Oil’s jerky path to recovery has been a frustrating, money-losing affair for hedge fund trader Pierre Andurand this year, but he’s sticking to his view that the commodity is set to rebound.
Even after his Andurand Commodities Fund lost about 12 percent through March as oil prices linger around $50 a barrel, he’s still betting that slowing Middle East production and declining U.S. fuel inventories show prices are headed higher, according to a letter to investors.
“While the price action year-to-date has proven to be extremely frustrating, our bullish outlook for oil prices has not changed,” Andurand wrote. “We maintain the view that front month oil prices will reach new highs over the next few months as fundamentals improve considerably going into the summer.”

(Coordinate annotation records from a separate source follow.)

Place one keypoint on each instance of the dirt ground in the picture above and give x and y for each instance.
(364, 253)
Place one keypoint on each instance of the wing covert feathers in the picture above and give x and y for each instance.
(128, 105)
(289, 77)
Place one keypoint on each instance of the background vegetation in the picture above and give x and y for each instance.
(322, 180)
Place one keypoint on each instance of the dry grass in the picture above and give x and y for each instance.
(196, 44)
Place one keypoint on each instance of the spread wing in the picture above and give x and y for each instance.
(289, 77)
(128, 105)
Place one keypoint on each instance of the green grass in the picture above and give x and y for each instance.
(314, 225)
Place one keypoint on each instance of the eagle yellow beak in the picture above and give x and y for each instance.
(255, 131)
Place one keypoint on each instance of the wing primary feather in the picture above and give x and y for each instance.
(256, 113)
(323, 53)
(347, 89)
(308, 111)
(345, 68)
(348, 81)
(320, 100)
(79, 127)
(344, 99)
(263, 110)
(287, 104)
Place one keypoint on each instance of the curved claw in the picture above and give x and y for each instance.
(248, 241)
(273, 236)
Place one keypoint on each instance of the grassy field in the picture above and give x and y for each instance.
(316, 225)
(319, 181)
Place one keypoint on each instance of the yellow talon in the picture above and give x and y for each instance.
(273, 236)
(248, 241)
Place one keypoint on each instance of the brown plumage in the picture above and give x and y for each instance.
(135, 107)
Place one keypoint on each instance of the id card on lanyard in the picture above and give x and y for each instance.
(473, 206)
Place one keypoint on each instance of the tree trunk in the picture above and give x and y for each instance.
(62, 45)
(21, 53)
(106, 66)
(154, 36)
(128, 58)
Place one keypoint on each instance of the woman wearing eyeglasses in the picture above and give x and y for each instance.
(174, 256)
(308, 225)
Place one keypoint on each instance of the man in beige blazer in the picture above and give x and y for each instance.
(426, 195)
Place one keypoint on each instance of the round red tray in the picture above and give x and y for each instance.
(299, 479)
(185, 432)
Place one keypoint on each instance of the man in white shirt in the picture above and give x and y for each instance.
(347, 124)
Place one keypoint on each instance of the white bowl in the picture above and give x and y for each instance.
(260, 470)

Andurand’s $1.4 billion fund grew 22 percent last year as he successfully predicted both the early slide in prices and crude’s subsequent recovery. This year, crude has been “stuck in a trendless and choppy market” amid concerns about rising U.S. supplies, he said in the letter. Still, he pointed to Saudi Arabia’s output cuts, a fall in crude stored offshore of Iran and declines to stockpiles of U.S. refined products as signs that prices will soon rise.
Oil rebounded on Tuesday after falling six days amid projections that U.S. crude inventories dropped for a third week.
Surging U.S. shale drilling may add 800,000 barrels a day of production this year, but that will be outstripped by rising demand and declines elsewhere in the world, Andurand said.
“U.S. shale production would have to grow more for the market to offset demand growth and continuous supply declines,” he wrote. Such a ramp-up “will not happen without a sharp escalation in costs and therefore higher oil prices. Service costs have already been ratcheting up over the last six months. We expect cost inflation to continue and intensify.”